What's your goal here?
Regarding datasets for contest, they purportedly have 50 datasets but I don't see anything meaningful beyond 4-5 (other than fundamentals). How are we supposed to find an edge with the limited datasets?
My understanding is that it is just too expensive to offer all of the data to the masses. Makes sense. However, as I understand, Q will run backtests over the full period, up to the present, and algos would be eligible for allocations.
I guess one approach would be to get an allocation but in the contract as a "manager" insist that one then gets free access to all Q data, for use only to create algos for the fund.
Hi,
Sorry to bump such an old thread but I am curious about the thinking here.
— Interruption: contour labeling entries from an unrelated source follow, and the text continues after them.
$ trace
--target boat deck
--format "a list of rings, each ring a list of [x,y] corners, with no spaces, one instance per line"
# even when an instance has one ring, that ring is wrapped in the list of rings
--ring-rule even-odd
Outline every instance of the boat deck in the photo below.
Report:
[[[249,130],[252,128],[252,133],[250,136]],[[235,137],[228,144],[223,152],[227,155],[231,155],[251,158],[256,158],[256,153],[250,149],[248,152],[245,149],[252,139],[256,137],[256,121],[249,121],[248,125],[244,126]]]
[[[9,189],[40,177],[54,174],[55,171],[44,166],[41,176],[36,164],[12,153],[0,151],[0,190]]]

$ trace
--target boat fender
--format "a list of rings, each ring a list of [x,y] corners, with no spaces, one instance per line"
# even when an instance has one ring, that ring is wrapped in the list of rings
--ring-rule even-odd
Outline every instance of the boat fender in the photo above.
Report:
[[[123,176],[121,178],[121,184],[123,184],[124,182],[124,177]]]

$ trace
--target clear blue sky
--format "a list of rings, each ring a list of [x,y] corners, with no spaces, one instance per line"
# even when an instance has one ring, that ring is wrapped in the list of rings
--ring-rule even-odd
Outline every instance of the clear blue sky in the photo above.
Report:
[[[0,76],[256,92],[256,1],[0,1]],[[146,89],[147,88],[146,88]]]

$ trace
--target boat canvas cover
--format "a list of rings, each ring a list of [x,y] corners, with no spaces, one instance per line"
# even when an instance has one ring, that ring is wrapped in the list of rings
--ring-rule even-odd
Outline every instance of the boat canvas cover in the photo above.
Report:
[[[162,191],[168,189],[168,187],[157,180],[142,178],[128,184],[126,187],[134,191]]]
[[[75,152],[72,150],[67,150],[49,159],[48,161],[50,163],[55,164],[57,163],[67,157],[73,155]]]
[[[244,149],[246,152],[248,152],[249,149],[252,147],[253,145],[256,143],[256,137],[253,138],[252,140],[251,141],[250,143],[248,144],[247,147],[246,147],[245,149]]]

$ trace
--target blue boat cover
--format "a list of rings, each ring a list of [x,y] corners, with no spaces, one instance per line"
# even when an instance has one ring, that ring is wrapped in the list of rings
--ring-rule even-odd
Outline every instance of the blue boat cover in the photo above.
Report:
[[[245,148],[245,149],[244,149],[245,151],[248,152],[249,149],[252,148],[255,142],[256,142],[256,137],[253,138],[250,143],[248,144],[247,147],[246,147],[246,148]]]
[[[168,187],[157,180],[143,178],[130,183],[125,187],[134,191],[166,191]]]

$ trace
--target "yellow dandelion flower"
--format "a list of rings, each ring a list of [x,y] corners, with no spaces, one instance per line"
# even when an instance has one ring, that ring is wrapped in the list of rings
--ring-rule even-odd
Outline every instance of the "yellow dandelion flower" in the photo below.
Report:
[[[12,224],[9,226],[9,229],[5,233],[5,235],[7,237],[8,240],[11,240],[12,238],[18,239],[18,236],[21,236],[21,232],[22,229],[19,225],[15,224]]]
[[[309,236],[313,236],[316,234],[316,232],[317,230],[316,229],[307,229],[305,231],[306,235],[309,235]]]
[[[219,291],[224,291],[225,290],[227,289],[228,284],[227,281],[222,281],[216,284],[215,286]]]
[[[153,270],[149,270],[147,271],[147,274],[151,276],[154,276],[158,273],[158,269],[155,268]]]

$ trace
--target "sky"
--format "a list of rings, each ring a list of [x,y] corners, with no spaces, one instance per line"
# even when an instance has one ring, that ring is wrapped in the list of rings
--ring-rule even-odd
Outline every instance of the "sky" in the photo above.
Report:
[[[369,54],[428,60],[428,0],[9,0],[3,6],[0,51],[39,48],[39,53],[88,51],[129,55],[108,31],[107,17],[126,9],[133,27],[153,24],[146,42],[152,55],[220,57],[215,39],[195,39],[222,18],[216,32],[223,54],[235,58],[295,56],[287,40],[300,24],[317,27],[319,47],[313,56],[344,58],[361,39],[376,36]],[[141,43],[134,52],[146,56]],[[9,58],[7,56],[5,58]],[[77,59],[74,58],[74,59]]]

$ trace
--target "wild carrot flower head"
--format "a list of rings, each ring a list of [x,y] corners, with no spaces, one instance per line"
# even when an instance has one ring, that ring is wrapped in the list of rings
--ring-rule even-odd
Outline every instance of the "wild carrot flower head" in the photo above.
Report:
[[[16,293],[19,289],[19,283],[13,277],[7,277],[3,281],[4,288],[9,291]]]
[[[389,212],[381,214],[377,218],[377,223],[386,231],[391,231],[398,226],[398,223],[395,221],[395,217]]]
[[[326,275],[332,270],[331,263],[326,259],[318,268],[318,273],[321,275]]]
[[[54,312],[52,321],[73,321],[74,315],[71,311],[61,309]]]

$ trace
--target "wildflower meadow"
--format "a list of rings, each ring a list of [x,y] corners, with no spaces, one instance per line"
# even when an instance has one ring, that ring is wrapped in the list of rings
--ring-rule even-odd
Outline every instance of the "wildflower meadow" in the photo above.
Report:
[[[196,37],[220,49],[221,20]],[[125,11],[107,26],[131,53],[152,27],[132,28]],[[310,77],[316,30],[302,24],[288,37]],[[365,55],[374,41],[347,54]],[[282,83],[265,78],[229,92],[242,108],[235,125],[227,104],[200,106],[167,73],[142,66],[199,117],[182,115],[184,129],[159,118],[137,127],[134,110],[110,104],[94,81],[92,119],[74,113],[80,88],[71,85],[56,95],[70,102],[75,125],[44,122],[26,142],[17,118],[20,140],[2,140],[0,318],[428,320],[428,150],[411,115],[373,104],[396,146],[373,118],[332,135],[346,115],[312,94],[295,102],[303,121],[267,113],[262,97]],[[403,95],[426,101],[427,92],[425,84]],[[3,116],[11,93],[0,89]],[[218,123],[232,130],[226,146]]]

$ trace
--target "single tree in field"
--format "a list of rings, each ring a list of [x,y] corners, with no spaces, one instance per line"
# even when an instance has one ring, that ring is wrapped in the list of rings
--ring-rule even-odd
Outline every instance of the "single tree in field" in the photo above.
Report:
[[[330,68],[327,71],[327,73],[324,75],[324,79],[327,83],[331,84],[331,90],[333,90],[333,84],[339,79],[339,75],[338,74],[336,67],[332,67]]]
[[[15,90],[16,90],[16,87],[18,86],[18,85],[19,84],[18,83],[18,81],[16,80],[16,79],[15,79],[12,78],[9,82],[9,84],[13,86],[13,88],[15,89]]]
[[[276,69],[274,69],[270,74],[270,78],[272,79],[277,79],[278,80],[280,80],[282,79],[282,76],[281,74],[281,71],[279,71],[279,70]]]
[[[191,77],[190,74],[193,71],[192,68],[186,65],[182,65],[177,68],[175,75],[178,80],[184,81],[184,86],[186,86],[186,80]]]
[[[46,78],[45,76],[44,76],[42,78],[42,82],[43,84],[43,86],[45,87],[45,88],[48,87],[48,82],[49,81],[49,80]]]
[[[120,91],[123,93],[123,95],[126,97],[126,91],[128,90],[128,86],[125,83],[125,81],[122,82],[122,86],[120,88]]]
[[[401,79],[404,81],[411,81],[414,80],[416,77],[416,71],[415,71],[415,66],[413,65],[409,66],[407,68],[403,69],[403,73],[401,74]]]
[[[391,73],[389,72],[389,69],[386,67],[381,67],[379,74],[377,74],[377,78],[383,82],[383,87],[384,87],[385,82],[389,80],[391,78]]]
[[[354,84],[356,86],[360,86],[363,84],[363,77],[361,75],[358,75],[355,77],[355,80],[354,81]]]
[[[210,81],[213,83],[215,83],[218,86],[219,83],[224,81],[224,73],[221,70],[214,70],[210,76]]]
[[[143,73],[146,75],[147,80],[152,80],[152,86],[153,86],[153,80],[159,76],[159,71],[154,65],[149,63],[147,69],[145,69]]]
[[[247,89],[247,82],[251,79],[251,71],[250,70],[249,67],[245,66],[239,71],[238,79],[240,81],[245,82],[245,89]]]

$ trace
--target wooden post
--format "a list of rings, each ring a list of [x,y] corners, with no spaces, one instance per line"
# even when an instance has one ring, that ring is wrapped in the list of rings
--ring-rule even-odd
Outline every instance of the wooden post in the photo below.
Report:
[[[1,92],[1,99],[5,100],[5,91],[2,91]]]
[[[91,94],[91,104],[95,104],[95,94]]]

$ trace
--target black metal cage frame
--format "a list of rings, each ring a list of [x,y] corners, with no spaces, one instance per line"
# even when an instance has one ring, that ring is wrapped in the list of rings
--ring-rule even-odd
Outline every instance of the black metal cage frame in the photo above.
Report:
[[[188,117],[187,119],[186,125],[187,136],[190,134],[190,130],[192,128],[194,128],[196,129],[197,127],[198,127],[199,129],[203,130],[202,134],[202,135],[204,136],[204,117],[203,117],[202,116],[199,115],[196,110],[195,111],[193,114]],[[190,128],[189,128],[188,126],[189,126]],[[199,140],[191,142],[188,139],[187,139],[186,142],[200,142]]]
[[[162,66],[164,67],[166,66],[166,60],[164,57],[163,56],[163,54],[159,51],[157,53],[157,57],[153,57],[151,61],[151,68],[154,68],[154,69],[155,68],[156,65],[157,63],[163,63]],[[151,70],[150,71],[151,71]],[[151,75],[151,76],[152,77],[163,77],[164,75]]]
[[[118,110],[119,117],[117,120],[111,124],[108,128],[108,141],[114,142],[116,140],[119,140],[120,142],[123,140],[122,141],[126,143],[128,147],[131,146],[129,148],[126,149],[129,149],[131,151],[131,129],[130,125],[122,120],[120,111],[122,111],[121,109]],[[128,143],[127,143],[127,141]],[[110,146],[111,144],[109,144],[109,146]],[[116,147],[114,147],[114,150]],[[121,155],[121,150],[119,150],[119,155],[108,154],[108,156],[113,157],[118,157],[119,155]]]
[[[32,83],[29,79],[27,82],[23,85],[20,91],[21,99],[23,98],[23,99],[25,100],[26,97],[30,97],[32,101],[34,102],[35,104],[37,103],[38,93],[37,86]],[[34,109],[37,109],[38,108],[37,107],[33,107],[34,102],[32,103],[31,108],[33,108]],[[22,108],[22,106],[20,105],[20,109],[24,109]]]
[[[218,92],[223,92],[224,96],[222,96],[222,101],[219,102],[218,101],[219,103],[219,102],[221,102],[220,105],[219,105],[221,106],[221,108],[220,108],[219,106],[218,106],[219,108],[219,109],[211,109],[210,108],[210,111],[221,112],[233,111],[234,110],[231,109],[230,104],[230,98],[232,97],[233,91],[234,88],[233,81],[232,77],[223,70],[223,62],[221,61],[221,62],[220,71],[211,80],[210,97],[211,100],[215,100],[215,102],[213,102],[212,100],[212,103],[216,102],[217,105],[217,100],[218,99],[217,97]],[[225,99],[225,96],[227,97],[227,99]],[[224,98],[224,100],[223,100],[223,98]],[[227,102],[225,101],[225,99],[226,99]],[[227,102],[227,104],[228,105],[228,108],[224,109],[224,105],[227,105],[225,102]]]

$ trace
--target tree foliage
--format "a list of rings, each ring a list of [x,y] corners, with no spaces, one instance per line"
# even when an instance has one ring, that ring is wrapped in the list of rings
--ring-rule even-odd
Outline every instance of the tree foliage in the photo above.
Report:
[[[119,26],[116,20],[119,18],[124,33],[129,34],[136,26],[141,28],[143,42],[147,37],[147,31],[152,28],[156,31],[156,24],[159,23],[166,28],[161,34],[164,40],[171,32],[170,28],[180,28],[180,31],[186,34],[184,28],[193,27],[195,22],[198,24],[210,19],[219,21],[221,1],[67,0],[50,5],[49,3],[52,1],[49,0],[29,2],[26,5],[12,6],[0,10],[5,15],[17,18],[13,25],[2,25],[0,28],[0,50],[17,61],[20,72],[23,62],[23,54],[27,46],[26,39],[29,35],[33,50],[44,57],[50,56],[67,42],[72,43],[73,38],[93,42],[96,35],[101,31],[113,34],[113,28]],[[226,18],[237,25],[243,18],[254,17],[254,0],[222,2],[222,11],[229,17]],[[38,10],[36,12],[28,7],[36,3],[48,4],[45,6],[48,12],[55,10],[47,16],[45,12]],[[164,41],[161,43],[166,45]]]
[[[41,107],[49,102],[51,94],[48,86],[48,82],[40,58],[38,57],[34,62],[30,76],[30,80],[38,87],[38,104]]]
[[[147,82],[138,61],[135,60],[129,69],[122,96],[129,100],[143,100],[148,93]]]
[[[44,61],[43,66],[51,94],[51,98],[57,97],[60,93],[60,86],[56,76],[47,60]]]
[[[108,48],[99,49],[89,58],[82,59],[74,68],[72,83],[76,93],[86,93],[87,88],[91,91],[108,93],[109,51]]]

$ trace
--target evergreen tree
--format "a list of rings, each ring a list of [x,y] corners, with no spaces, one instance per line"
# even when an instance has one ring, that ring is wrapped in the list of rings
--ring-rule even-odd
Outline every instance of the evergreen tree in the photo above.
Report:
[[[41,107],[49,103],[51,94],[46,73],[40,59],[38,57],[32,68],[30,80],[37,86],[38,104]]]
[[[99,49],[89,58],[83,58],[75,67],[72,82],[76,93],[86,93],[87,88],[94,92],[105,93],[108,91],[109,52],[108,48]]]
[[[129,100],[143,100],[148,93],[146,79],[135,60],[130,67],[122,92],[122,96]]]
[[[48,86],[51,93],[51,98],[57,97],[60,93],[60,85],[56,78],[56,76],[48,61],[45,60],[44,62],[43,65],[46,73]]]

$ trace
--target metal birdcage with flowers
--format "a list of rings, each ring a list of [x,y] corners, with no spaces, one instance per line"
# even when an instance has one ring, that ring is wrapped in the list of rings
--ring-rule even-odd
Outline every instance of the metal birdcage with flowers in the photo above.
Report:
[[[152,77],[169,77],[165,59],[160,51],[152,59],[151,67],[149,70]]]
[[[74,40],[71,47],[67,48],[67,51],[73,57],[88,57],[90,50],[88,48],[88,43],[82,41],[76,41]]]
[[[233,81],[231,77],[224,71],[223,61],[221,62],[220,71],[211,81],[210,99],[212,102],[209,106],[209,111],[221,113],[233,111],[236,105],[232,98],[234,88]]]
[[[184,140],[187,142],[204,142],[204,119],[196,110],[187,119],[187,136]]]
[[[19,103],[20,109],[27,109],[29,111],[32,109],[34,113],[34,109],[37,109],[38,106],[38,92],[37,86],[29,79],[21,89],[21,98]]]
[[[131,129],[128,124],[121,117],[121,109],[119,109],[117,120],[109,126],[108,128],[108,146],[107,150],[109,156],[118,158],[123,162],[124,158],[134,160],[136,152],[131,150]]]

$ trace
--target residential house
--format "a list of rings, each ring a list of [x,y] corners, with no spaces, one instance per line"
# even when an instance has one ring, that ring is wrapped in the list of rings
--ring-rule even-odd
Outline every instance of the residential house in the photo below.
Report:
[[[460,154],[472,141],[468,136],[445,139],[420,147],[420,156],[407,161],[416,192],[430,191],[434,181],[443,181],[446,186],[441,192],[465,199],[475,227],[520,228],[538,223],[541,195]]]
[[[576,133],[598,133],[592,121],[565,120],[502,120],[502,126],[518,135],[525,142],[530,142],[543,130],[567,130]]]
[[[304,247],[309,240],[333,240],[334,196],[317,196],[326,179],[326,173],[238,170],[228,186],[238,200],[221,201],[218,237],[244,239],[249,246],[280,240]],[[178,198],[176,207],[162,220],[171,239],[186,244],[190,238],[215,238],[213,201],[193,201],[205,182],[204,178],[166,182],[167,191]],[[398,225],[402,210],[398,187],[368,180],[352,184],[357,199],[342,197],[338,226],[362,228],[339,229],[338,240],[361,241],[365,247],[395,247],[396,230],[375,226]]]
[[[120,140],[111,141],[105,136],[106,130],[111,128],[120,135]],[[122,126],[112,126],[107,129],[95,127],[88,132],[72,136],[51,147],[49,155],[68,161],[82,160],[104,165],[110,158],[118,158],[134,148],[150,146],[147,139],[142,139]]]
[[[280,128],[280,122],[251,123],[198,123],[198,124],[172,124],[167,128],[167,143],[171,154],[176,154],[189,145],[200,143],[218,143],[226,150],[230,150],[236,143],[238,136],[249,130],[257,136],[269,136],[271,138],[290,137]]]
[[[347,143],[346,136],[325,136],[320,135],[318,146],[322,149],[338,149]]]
First off: my understanding (on a high level, please let me know if I misunderstood) is that you are trying to say that within an industry has some kind of driver (in this case the first principal component), and all companies here should be reverting to a value predicted by this component.
So what you want to do here is to size your bets according to their deviation from the value predicted by the component.
That being understood I still cannot understand this line:
R = sp.stats.zscore(model.resid[-2:, :].sum(axis=0)) - sp.stats.zscore(model.resid[-20:, :].sum(axis=0))
I cannot really understand why the signal is the difference between two zscores 19 days apart, or am i missing something here?